Meus pais – principalmente seu Valdir – são fãs desse tipo de música e cresci ouvindo artistas da Motown. Acabei gostando de muitas delas e, ás vezes, sabendo mais sobre as músicas e os artistas do que meus pais. Além disso, tenho uma ligação forte e inexplicável com música (tanto que farei uma tatuagem em breve com essa temática), o que com certeza influenciou minha percepção sobre o espetáculo.
“O som da Motown” mostra, por meio das vozes de cinco garotas pra lá de talentosas e cinco músicos, um apanhado do que a gravadora especializada em “música negra” proporcionou ao mundo musical – e à sociedade, por que não? – em 50 anos de existência. Digo “música negra” entre aspas, porque acredito que o tempo em que havia músicas próprias para determinados nichos da população ou etnias já acabou faz tempo, se é que um dia existiu. Hoje temos Eminem, que fez sucesso em um estilo musical predominantemente cantado por negros, os funks cariocas, que fazem as patricinhas descerem de seus apartamentos em Copacabana até o chão de mini saia, além, é claro, do Elvis Presley, que disseminou o rock’n roll, inicialmente tocado por negros.

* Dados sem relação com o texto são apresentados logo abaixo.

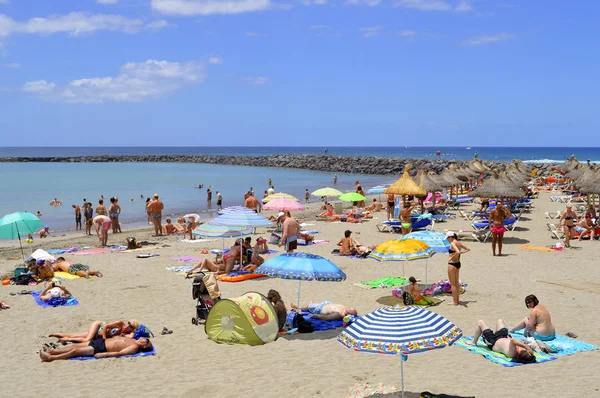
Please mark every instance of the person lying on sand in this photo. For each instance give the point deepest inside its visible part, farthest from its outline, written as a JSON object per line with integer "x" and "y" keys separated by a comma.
{"x": 539, "y": 323}
{"x": 52, "y": 291}
{"x": 72, "y": 268}
{"x": 501, "y": 342}
{"x": 98, "y": 348}
{"x": 327, "y": 311}
{"x": 100, "y": 330}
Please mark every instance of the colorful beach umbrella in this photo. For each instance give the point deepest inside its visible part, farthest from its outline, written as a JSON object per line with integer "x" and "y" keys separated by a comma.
{"x": 15, "y": 225}
{"x": 283, "y": 204}
{"x": 403, "y": 250}
{"x": 327, "y": 191}
{"x": 396, "y": 330}
{"x": 436, "y": 240}
{"x": 302, "y": 267}
{"x": 279, "y": 195}
{"x": 352, "y": 197}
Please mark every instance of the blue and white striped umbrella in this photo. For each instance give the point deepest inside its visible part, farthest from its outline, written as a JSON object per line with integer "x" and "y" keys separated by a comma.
{"x": 242, "y": 218}
{"x": 435, "y": 240}
{"x": 396, "y": 330}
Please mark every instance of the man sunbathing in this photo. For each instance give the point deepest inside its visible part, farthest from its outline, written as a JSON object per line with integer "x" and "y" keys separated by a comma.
{"x": 501, "y": 342}
{"x": 327, "y": 311}
{"x": 72, "y": 268}
{"x": 538, "y": 324}
{"x": 98, "y": 348}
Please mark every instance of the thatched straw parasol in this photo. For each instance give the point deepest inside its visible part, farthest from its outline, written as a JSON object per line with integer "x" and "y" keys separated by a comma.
{"x": 405, "y": 185}
{"x": 497, "y": 187}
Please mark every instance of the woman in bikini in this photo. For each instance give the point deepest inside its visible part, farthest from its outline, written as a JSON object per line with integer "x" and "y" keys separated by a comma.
{"x": 456, "y": 249}
{"x": 100, "y": 330}
{"x": 568, "y": 220}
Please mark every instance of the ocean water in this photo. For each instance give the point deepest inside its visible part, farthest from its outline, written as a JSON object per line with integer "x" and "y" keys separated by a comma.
{"x": 31, "y": 187}
{"x": 557, "y": 154}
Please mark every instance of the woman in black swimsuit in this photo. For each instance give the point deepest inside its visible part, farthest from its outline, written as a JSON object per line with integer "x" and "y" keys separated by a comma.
{"x": 456, "y": 249}
{"x": 569, "y": 217}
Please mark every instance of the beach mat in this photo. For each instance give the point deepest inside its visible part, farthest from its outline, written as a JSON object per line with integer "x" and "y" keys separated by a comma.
{"x": 139, "y": 354}
{"x": 497, "y": 357}
{"x": 385, "y": 283}
{"x": 564, "y": 345}
{"x": 64, "y": 303}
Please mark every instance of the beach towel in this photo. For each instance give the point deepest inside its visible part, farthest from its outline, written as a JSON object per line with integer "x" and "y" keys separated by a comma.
{"x": 497, "y": 357}
{"x": 385, "y": 282}
{"x": 54, "y": 302}
{"x": 564, "y": 345}
{"x": 185, "y": 259}
{"x": 139, "y": 354}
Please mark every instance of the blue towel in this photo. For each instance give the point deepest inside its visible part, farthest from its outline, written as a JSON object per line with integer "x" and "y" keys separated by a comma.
{"x": 54, "y": 302}
{"x": 564, "y": 345}
{"x": 139, "y": 354}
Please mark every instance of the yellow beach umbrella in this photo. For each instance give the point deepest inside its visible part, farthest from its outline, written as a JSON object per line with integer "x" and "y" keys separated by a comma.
{"x": 279, "y": 195}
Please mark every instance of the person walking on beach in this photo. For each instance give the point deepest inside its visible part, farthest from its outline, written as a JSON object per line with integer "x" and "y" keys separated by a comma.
{"x": 155, "y": 208}
{"x": 219, "y": 201}
{"x": 456, "y": 249}
{"x": 496, "y": 223}
{"x": 77, "y": 217}
{"x": 88, "y": 213}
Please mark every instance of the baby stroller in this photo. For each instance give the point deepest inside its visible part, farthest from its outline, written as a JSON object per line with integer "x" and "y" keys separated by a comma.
{"x": 205, "y": 290}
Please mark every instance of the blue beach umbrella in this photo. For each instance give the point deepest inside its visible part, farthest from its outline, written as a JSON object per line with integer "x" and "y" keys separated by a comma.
{"x": 396, "y": 330}
{"x": 436, "y": 240}
{"x": 302, "y": 267}
{"x": 15, "y": 225}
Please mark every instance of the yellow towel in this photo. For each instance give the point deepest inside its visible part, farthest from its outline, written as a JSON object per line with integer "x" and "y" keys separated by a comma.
{"x": 64, "y": 275}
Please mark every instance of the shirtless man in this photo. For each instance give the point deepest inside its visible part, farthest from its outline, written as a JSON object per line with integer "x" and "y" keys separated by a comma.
{"x": 81, "y": 270}
{"x": 98, "y": 348}
{"x": 155, "y": 208}
{"x": 252, "y": 203}
{"x": 77, "y": 217}
{"x": 289, "y": 232}
{"x": 327, "y": 311}
{"x": 405, "y": 217}
{"x": 538, "y": 324}
{"x": 496, "y": 223}
{"x": 347, "y": 246}
{"x": 501, "y": 342}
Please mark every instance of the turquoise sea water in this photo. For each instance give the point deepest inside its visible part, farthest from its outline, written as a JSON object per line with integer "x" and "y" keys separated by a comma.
{"x": 31, "y": 187}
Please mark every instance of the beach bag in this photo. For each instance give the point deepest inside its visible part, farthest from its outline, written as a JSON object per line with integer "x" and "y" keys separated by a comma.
{"x": 131, "y": 244}
{"x": 303, "y": 325}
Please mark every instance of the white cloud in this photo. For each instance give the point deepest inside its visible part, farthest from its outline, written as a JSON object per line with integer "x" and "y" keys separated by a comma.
{"x": 74, "y": 24}
{"x": 209, "y": 7}
{"x": 136, "y": 82}
{"x": 486, "y": 39}
{"x": 370, "y": 31}
{"x": 464, "y": 6}
{"x": 257, "y": 80}
{"x": 425, "y": 5}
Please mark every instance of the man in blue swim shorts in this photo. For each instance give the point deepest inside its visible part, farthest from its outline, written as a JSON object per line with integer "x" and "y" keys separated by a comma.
{"x": 327, "y": 311}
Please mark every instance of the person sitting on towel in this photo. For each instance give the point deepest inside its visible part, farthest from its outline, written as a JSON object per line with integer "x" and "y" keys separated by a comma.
{"x": 500, "y": 341}
{"x": 98, "y": 348}
{"x": 52, "y": 291}
{"x": 538, "y": 324}
{"x": 327, "y": 311}
{"x": 72, "y": 268}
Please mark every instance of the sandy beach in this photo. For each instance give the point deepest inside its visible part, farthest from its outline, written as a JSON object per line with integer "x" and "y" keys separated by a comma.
{"x": 188, "y": 364}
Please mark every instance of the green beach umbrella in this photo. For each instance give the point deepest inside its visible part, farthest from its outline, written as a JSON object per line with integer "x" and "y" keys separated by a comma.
{"x": 15, "y": 225}
{"x": 352, "y": 197}
{"x": 327, "y": 192}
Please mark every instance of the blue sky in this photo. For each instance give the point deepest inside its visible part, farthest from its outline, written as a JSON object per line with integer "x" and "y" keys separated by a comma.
{"x": 298, "y": 72}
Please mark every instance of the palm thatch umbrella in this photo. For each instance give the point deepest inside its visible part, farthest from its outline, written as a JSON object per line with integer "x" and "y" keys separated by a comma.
{"x": 498, "y": 187}
{"x": 405, "y": 185}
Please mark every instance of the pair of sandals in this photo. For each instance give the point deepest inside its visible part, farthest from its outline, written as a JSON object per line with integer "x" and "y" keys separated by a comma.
{"x": 22, "y": 292}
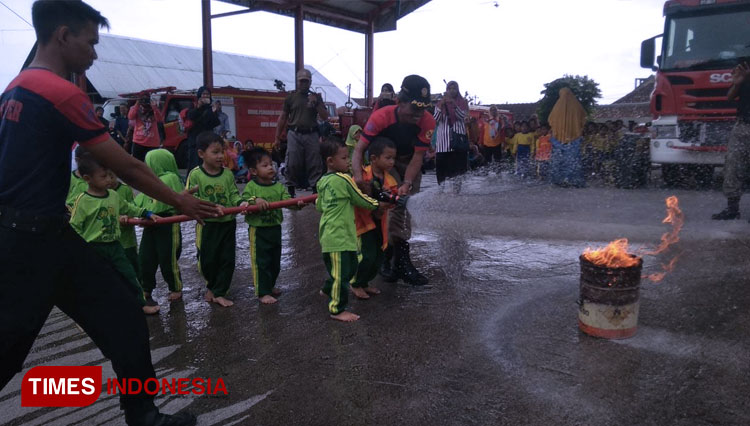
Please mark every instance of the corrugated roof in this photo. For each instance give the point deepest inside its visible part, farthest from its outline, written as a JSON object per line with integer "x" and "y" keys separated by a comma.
{"x": 353, "y": 15}
{"x": 128, "y": 65}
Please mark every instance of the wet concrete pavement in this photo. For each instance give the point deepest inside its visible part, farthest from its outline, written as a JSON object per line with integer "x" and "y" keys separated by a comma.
{"x": 492, "y": 340}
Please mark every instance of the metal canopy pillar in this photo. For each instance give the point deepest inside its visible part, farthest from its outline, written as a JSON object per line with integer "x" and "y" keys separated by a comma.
{"x": 208, "y": 59}
{"x": 299, "y": 41}
{"x": 369, "y": 61}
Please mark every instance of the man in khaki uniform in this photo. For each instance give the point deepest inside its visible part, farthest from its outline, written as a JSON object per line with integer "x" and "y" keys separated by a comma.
{"x": 300, "y": 117}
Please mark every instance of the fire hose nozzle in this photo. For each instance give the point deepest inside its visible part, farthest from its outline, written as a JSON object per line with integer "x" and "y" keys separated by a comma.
{"x": 389, "y": 197}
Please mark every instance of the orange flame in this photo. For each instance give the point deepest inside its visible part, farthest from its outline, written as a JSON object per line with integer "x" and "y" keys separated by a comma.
{"x": 674, "y": 217}
{"x": 615, "y": 255}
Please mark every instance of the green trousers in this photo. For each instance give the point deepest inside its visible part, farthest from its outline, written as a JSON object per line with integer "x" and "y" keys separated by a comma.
{"x": 161, "y": 246}
{"x": 265, "y": 257}
{"x": 341, "y": 266}
{"x": 370, "y": 257}
{"x": 216, "y": 242}
{"x": 115, "y": 254}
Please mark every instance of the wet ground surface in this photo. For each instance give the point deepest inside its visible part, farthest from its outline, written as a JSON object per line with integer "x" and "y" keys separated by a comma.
{"x": 492, "y": 340}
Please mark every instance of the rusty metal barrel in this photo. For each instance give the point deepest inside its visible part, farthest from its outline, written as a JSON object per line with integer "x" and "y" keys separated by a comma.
{"x": 609, "y": 300}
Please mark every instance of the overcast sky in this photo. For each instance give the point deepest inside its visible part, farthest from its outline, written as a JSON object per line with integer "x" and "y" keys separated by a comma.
{"x": 500, "y": 54}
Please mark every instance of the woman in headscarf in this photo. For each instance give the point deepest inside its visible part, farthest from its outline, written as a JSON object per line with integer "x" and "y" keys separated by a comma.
{"x": 451, "y": 142}
{"x": 567, "y": 120}
{"x": 146, "y": 118}
{"x": 352, "y": 138}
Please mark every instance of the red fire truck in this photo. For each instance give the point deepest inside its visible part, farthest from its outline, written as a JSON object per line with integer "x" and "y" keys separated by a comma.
{"x": 703, "y": 41}
{"x": 253, "y": 114}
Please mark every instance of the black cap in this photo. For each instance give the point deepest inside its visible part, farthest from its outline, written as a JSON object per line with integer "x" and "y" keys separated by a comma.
{"x": 415, "y": 89}
{"x": 201, "y": 90}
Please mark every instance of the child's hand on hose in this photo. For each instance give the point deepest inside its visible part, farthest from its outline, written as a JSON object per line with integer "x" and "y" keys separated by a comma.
{"x": 262, "y": 204}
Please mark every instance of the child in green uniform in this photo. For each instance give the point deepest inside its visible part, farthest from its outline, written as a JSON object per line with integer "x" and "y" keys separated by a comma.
{"x": 77, "y": 184}
{"x": 96, "y": 218}
{"x": 264, "y": 226}
{"x": 127, "y": 232}
{"x": 337, "y": 196}
{"x": 372, "y": 227}
{"x": 161, "y": 245}
{"x": 216, "y": 239}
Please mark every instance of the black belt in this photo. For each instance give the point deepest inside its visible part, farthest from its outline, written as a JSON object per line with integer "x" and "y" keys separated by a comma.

O importante mesmo na música não é sua nacionalidade ou ritmo, é que ela te emocione de alguma forma. Isso não quer dizer se desmanchar de chorar, tá? Mas uma música legal tem a capacidade de mudar seu estado de espírito, seu humor, seu dia. Comigo é assim. E quando é boa mesmo, arrepia. Foi o que senti na interpretação incrível de Ben, do Michael Jackson. Isso não é um spoiler, porque só vendo e ouvindo para entender. A iluminação e o figurino também são ótimos e dão aquele toque especial nas 20 músicas apresentadas.
Custa R$ 60 nas sextas e R$ 70 aos sábados e domingos, mas vale o preço. Está em cartaz no Teatro das Artes, no shopping Eldorado, em São Paulo. Super recomendo.